Lo scenario è reso ancora più complicato da diversi fattori: le profonde divisioni interne ai Paesi occidentali, Stati Uniti in primis, sfociate nei venti del populismo, e soprattutto il clima da “nuova Guerra fredda” che aleggia ogni giorno più pesante sulle relazioni tra le due superpotenze della nostra epoca, gli stessi Usa e la Cina. Il tutto mentre gli eserciti sono tornati a scontrarsi in Europa, con il rischio che il conflitto tra Russia e Ucraina possa coinvolgere anche altri Paesi. Un triplo ostacolo a quella “cooperazione pratica” e globale che, secondo Bremmer, rappresenterebbe la prima e più potente “arma” di fronte a sfide che non ci attendono, ma sono già tra noi.
La buona notizia? Alcuni leader politici, decisori aziendali e cittadini lungimiranti stanno già unendo le forze per affrontare queste crisi. La domanda è se riusciranno a lavorare abbastanza bene e velocemente e, soprattutto, se sapremo usare queste crisi per reinventare il nostro cammino verso un mondo migliore. Tracciando paralleli tra strategie di ieri, di oggi e di domani – dal Piano Marshall al Green New Deal, passando per l’idea di un’Organizzazione mondiale dei dati in grado di disciplinare l’intelligenza artificiale, la privacy, la proprietà intellettuale e i diritti dei cittadini – Bremmer indica un piano d’azione per sopravvivere e prosperare anche nel XXI secolo.

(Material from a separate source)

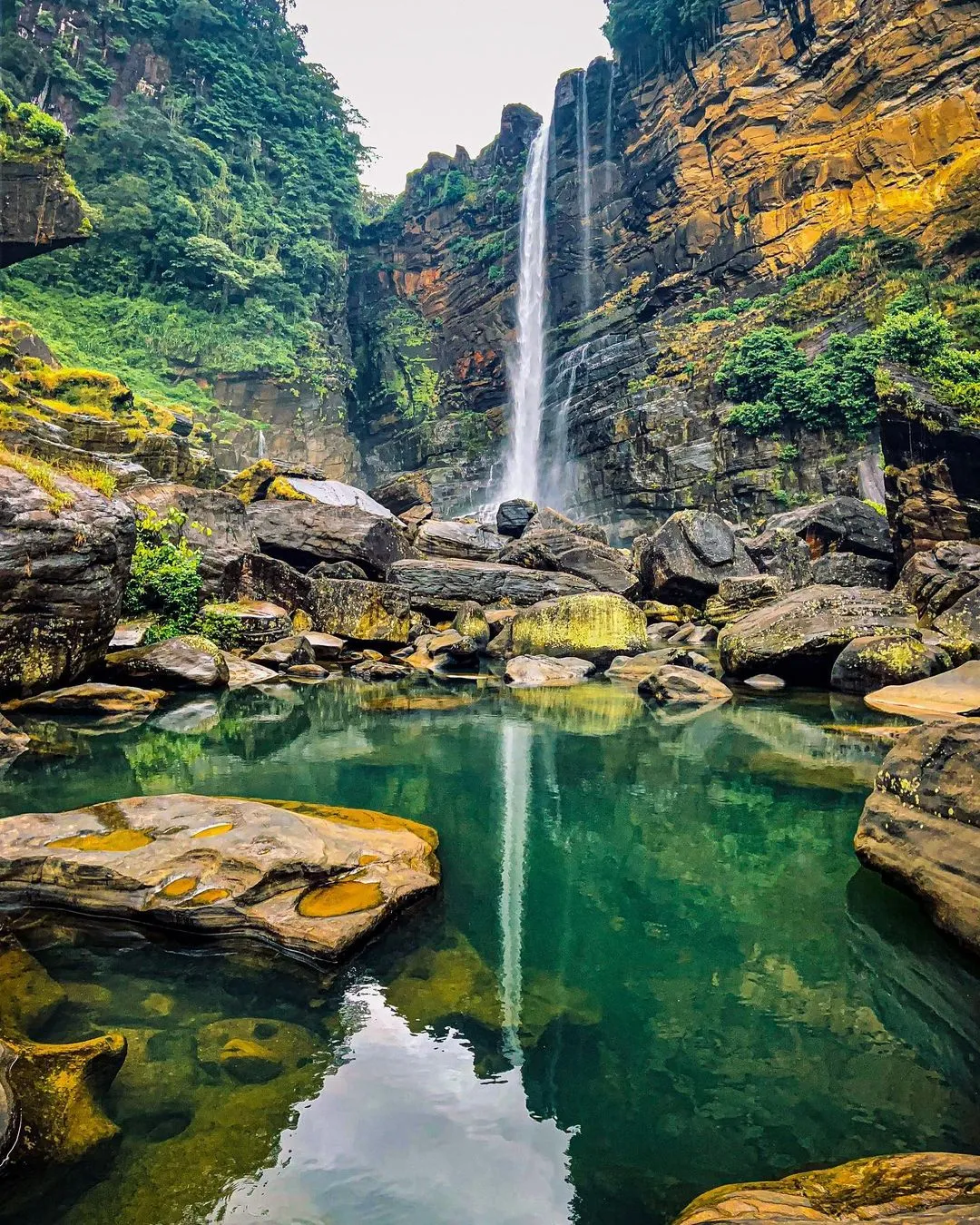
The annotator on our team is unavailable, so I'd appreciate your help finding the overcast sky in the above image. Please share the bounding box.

“La storia ci insegna che abbiamo bisogno di una crisi”, riflette l’autore. “È nella natura umana: abbiamo bisogno che la paura ci aiuti a superare l’inerzia e ad affrontare i rischi a cui abbiamo permesso di diventare fatali. Ecco perché dobbiamo usare le crisi già in atto – le lezioni del Covid, il potere distruttivo del cambiamento climatico e la minaccia esistenziale rappresentata dai vertiginosi sviluppi tecnologici che non comprendiamo – per creare un nuovo sistema internazionale costruito su misura per i nostri scopi attuali e per quelli futuri. Abbiamo bisogno di crisi sufficientemente spaventose da indurci a forgiare un nuovo sistema internazionale che promuova una cooperazione proficua su poche ma cruciali questioni. Le nazioni del mondo non devono diventare amiche o alleate su ogni singolo progetto; la competizione globale può ancora alimentare il progresso dell’umanità. Ma abbiamo bisogno della giusta collaborazione per sopravvivere alle potenziali catastrofi del futuro”.